Recession Makes Customers Reluctant
First, on a business level, customers worry if their customers will keep buying at expected rates and quantity. Second, on a personal level, they worry if their plants or offices will be closed and if they’ll lose their jobs.
The fear of the unknown may manifest itself as a CEO’s “freeze everything” memo, or individual decisions at departmental levels. However it shows up, the anxiety is present.
While these worries alone won’t stop customers buying contract services, it may alter when and how they buy.
Customers’ Altered Buying Behavior
Recession reluctance may cause customers to:
AGGRESSIVELY REDUCE COSTS
Some customers may go out to bid specifically to lower contract pricing. Even before their current contracts expire.
Do customers need a pretext to put a contract out to bid in the middle of its term? Nope.
With more price sensitive customers, value may not be as valuable as value once was. It may cause a 6 to 12 month downward spiral where lowest-cost, low-value contractors gain lots of new business. Only to lose it again when customers get fed up and fire them for poor service. And/or the economy looks rosy enough to rehire their preferred contractors.
Customers low price hunting may increase the number of contracts out to bid. However, contractors had better have a sharp pricing pencil to participate.
HAND OVER DECISIONS TO PURCHASING
Recessionary fears may drive executives to mandate cost savings immediately. These initiatives typically fall on the Purchasing (Procurement) department.
Even though Purchasing is involved in bidding service contracts, their role and authority in contractor selection has increased noticeably.
And the knowledgeable end-users (facility and property managers) aren’t as influential as they once were.
As a result of Purchasing’s greater impact, bids may start to skew more towards “lowest cost” rather than the more intelligent “lowest qualified cost”.
DECIDE NOT TO DECIDE
For customers with bids already in progress, they may choose not to pull the trigger to change contractors. The fear of a worsening economy may cause them to prefer the known situation. Again, it’s the Lucifer they’re familiar with.

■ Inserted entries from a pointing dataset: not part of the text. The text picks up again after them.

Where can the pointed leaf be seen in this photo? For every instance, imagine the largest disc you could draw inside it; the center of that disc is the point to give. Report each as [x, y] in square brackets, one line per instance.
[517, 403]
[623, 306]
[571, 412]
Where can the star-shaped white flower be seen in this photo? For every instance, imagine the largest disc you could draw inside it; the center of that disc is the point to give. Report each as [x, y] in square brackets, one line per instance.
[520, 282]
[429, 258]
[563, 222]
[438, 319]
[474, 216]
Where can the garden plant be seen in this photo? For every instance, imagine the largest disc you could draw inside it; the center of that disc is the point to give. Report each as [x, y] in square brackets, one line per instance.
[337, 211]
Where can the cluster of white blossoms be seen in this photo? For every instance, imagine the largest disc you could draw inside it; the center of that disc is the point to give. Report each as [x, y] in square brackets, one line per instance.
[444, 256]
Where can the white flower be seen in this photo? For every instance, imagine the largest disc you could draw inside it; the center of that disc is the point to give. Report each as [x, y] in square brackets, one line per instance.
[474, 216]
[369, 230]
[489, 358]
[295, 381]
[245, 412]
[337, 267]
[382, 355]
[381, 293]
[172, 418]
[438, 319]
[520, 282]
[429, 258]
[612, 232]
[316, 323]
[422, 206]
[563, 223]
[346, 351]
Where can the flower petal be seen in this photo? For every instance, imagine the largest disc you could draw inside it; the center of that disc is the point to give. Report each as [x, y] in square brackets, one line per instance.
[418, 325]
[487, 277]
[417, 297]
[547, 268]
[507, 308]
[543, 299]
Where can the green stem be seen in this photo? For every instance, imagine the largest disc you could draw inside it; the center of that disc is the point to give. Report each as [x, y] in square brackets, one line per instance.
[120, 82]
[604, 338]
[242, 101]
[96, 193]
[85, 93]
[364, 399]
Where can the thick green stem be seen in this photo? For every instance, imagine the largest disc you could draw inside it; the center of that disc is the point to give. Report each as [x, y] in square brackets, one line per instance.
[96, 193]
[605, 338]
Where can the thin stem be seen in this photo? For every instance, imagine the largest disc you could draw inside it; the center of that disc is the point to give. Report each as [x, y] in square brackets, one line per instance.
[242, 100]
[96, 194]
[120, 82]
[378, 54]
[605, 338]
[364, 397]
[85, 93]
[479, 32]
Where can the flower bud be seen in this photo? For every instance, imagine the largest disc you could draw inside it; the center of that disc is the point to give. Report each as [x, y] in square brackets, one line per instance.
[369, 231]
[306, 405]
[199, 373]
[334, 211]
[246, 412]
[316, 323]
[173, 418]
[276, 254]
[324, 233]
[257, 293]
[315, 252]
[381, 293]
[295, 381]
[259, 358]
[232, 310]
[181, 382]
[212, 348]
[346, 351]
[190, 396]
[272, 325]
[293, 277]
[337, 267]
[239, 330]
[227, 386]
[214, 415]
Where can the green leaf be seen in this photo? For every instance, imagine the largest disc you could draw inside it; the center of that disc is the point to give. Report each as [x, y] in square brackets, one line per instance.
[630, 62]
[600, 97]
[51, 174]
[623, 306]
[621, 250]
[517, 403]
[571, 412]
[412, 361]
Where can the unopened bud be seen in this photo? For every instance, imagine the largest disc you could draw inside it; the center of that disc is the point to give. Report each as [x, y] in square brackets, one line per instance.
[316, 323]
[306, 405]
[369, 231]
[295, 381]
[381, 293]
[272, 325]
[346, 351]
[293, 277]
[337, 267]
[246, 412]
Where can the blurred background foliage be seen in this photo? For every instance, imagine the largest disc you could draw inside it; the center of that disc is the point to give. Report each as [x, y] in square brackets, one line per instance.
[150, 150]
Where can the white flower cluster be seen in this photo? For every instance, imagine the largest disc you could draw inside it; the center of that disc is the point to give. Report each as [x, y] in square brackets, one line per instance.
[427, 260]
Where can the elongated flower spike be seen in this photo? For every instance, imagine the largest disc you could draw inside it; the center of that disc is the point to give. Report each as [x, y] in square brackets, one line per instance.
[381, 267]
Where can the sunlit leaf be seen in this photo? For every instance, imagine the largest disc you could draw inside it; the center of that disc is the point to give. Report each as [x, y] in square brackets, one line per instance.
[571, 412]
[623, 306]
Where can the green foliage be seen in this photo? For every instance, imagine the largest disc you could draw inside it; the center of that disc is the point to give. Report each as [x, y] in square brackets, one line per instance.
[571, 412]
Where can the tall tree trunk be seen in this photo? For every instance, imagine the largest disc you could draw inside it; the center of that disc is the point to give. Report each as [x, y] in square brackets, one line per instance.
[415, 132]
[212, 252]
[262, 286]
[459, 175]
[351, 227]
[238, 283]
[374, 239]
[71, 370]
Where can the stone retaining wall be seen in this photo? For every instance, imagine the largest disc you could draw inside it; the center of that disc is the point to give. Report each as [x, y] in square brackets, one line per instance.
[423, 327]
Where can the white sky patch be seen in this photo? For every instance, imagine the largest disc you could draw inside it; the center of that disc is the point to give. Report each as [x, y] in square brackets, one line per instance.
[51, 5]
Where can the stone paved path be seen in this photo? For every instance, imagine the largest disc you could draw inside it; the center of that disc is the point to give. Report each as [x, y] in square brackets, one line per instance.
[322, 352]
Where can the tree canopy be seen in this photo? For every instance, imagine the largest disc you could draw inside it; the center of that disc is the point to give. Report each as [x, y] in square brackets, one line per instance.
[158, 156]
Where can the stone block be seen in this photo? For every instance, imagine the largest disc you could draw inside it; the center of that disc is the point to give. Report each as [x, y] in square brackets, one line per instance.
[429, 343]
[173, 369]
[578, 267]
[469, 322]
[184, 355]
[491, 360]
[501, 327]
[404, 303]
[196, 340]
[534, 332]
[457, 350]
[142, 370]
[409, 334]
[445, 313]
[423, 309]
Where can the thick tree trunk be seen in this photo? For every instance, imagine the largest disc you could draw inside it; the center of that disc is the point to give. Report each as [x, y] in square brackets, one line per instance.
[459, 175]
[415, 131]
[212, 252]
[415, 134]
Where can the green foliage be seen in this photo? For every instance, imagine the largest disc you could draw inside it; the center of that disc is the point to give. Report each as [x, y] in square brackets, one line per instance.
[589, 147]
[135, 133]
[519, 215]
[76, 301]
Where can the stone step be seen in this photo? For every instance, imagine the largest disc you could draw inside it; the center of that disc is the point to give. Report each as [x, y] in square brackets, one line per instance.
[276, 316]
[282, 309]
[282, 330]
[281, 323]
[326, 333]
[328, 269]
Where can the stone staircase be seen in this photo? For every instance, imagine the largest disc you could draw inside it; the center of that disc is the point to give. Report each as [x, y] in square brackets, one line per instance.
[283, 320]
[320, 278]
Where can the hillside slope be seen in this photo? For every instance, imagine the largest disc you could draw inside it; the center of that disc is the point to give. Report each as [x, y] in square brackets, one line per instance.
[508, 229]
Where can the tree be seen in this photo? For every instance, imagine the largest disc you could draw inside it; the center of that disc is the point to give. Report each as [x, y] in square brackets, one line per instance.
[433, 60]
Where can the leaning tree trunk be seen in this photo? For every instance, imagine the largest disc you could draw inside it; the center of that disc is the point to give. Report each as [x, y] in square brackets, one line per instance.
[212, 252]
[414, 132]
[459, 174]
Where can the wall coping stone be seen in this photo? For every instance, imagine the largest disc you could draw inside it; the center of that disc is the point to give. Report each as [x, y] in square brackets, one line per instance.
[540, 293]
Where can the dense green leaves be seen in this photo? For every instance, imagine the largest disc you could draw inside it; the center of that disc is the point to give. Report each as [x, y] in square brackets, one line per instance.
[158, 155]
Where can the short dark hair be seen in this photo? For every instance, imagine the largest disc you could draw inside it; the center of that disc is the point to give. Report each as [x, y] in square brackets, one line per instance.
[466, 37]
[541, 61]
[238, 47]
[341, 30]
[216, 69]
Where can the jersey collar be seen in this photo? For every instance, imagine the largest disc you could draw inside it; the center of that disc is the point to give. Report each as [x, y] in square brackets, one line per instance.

This behavior frustrates contractors who have already invested in those bid processes – but causes incumbents to breathe easier.
For customers who aren’t required to go out to bid, they may choose not to. Better the devil (or contractor) they know, rather than stirring up an already uncertain future. Incumbent contractors love this.
For customers with upcoming contract expirations, they may choose to delay scheduled bids if possible.
Caution may drive them to see which way the wind blows with their own business first. They want their focus on the health of their core business before distractions from bidding out contracts.
Again, incumbent contractors love this.
The Secret to Overcoming Recession Reluctance
By the way, this secret works for “normal” economic times as well as recessions.
Here it is:
Show customers how their service issues directly impact their business.
Another way of saying it is: Connect the dots between customers’ service pains and poor business performance.
This shows customers that letting a janitorial or security issue continue can hurt their (fill in the blank):
- Brand Reputation
- Customer Retention and/or Acquisition
- Regulatory Compliance
- Etc. the list goes on
Customers may mention the service issue of “poor training” with contract employees (that’d be your competitors’ employees, right?). Recession reluctance may keep customers from doing something about this, like going to bid.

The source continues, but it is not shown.